You’re probably wondering where this is going.
It’s been over a year since Hidden City was published in hardcover, and since then, the paperback has been released. And I have been working on the next book in the series the entire time. In June of last year, I wrote that I was tying up two long arcs on the way to House Terafin. As usual, this tying up took a little longer than I thought.
But I did. Then, instead of ending the book there, I thought It’s only a few hundred more pages once they reach Terafin. I can just fit that in as well. I kept writing.
Six hundred pages later, with at least another two hundred pages to go, I accepted the inevitable. I could not, in fact, fit in the second, closing arc, unless I started to cut several hundred pages. I sent what I’d finished to my editor to ask her what she thought. She agreed that both arcs would not fit in a single book, and also emphatically rejected the possible cuts.
And so, we come to the point of this long post. The two arcs, which will bring to a close the early life of Jewel and her den, will be published as two separate books. The first of these, CITY OF NIGHT, is schedule for March of 2010. I am not quite finished the second, HOUSE NAME, but that’s a couple of months away, now.
I want to apologize for the delay, and for the peculiarities of my writing process. While I was waiting to hear back from my editor, I started the groundwork for HOUSE WAR, which will follow HOUSE NAME. The battle at the end of Sun Sword changed the world in ways that weren’t immediately obvious, but some of those will become obvious as the House War is fully joined.
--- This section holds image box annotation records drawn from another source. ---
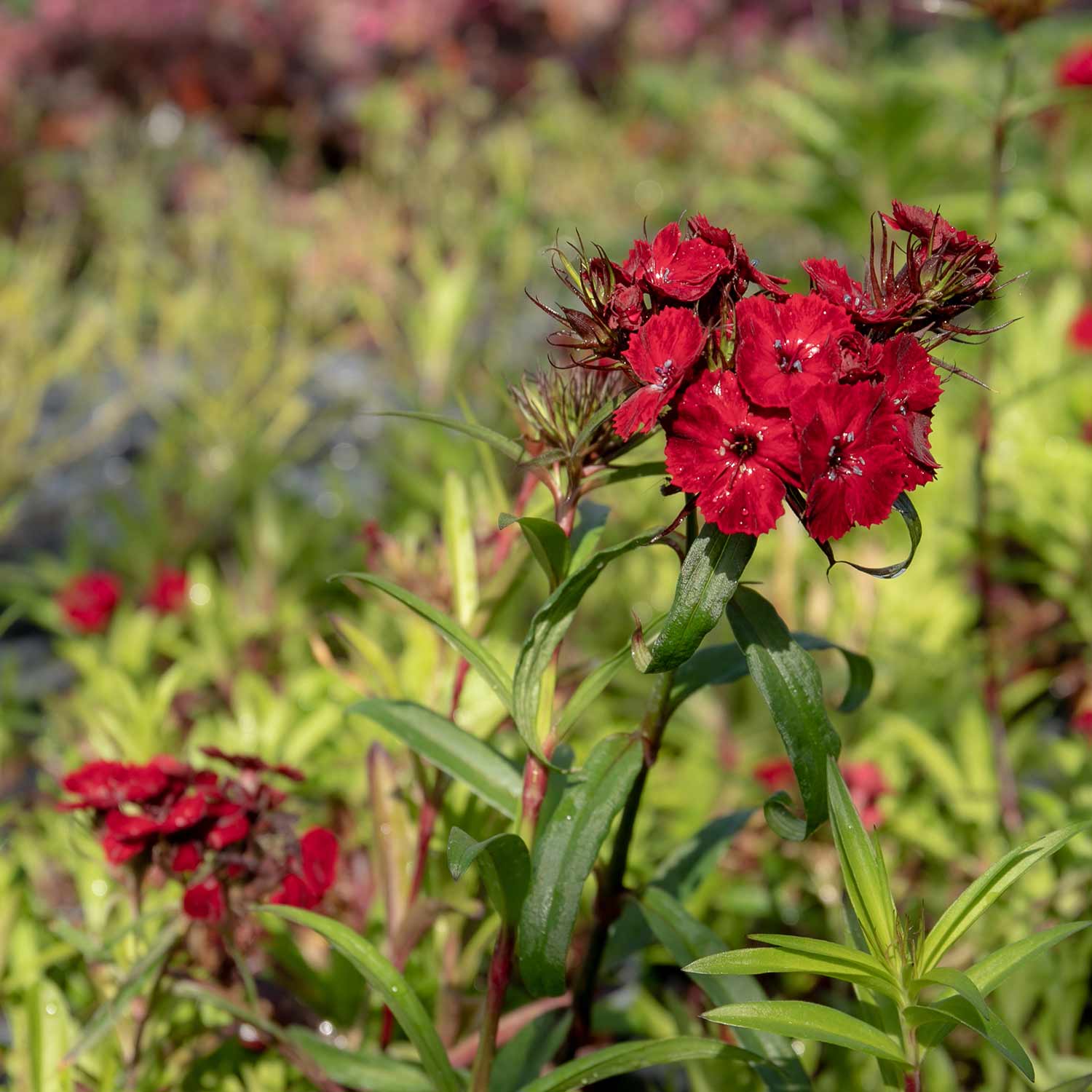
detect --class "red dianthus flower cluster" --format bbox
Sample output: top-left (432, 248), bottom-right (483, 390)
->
top-left (60, 747), bottom-right (338, 922)
top-left (545, 201), bottom-right (1000, 543)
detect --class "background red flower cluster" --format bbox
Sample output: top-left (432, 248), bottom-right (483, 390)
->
top-left (60, 747), bottom-right (338, 922)
top-left (547, 201), bottom-right (1000, 542)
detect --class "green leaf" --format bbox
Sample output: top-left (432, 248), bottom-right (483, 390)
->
top-left (349, 698), bottom-right (523, 819)
top-left (911, 967), bottom-right (989, 1021)
top-left (638, 888), bottom-right (812, 1092)
top-left (703, 1002), bottom-right (909, 1066)
top-left (554, 615), bottom-right (664, 740)
top-left (727, 587), bottom-right (842, 836)
top-left (670, 633), bottom-right (874, 713)
top-left (448, 827), bottom-right (531, 925)
top-left (633, 523), bottom-right (756, 675)
top-left (65, 917), bottom-right (187, 1065)
top-left (917, 820), bottom-right (1092, 974)
top-left (902, 997), bottom-right (1035, 1083)
top-left (489, 1013), bottom-right (572, 1092)
top-left (339, 572), bottom-right (513, 712)
top-left (513, 531), bottom-right (660, 758)
top-left (821, 493), bottom-right (922, 580)
top-left (373, 410), bottom-right (524, 463)
top-left (517, 735), bottom-right (644, 997)
top-left (256, 906), bottom-right (463, 1092)
top-left (919, 922), bottom-right (1092, 1048)
top-left (443, 471), bottom-right (478, 626)
top-left (683, 945), bottom-right (900, 1000)
top-left (751, 933), bottom-right (899, 986)
top-left (286, 1026), bottom-right (432, 1092)
top-left (521, 1035), bottom-right (753, 1092)
top-left (827, 758), bottom-right (895, 959)
top-left (497, 513), bottom-right (569, 591)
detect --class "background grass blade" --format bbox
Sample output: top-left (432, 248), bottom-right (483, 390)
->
top-left (521, 1035), bottom-right (753, 1092)
top-left (349, 698), bottom-right (523, 819)
top-left (331, 572), bottom-right (513, 712)
top-left (517, 735), bottom-right (644, 997)
top-left (257, 906), bottom-right (463, 1092)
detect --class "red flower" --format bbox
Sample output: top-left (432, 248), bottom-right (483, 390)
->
top-left (1057, 41), bottom-right (1092, 87)
top-left (842, 762), bottom-right (891, 827)
top-left (205, 807), bottom-right (250, 850)
top-left (299, 827), bottom-right (338, 895)
top-left (183, 876), bottom-right (224, 922)
top-left (614, 307), bottom-right (705, 439)
top-left (687, 215), bottom-right (788, 299)
top-left (666, 371), bottom-right (799, 535)
top-left (794, 384), bottom-right (906, 542)
top-left (753, 758), bottom-right (796, 793)
top-left (869, 334), bottom-right (941, 489)
top-left (736, 296), bottom-right (853, 408)
top-left (144, 567), bottom-right (187, 614)
top-left (57, 572), bottom-right (122, 633)
top-left (1069, 304), bottom-right (1092, 352)
top-left (622, 223), bottom-right (729, 304)
top-left (103, 812), bottom-right (159, 865)
top-left (60, 761), bottom-right (168, 812)
top-left (270, 873), bottom-right (319, 910)
top-left (170, 842), bottom-right (205, 873)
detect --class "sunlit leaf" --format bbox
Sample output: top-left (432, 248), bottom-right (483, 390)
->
top-left (349, 698), bottom-right (523, 819)
top-left (517, 735), bottom-right (644, 997)
top-left (703, 1002), bottom-right (908, 1066)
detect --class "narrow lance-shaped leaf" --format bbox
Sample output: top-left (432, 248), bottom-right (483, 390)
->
top-left (65, 919), bottom-right (186, 1064)
top-left (633, 523), bottom-right (756, 675)
top-left (917, 820), bottom-right (1092, 974)
top-left (521, 1035), bottom-right (753, 1092)
top-left (497, 513), bottom-right (569, 591)
top-left (448, 827), bottom-right (531, 925)
top-left (683, 948), bottom-right (900, 1000)
top-left (639, 887), bottom-right (812, 1092)
top-left (917, 922), bottom-right (1092, 1048)
top-left (349, 698), bottom-right (523, 819)
top-left (820, 493), bottom-right (922, 580)
top-left (827, 758), bottom-right (895, 958)
top-left (703, 1002), bottom-right (909, 1066)
top-left (339, 572), bottom-right (513, 712)
top-left (517, 735), bottom-right (644, 997)
top-left (670, 633), bottom-right (874, 713)
top-left (727, 587), bottom-right (842, 838)
top-left (257, 906), bottom-right (463, 1092)
top-left (443, 471), bottom-right (478, 626)
top-left (903, 997), bottom-right (1035, 1081)
top-left (513, 531), bottom-right (660, 758)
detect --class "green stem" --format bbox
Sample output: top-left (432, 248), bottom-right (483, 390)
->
top-left (471, 925), bottom-right (515, 1092)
I do know where things are going, I promise. I will finish these books, just as I finished Sun Sword. I love these characters and their world and their stories, and I will, I’m certain, weep to see them go when their stories are finally done. But…I don’t know how many books it will take. I want to be able to tell you, because it’s one of the questions I’m most frequently asked.
The truth is, I don’t know. Every time I try to come up with an answer, I’m wrong, and I feel guilty — and vaguely unprofessional — because I’ve gotten it wrong again, and I know that’s disappointing. I was trying so desperately to fit all of this into the one book because I’d said it would be one more book. And it’s two.
So I’m going to try to avoid that part, at least for a little while. I will say that, having laid out some of the groundwork for the House War, I can’t see it being one book. That’s a guess. But for fear of making the same mistake, I’d like to leave it at that for now; to say that CITY OF NIGHT is finished, bar revisions, and that HOUSE NAME is almost finished, bar same, and that the House War has just been started.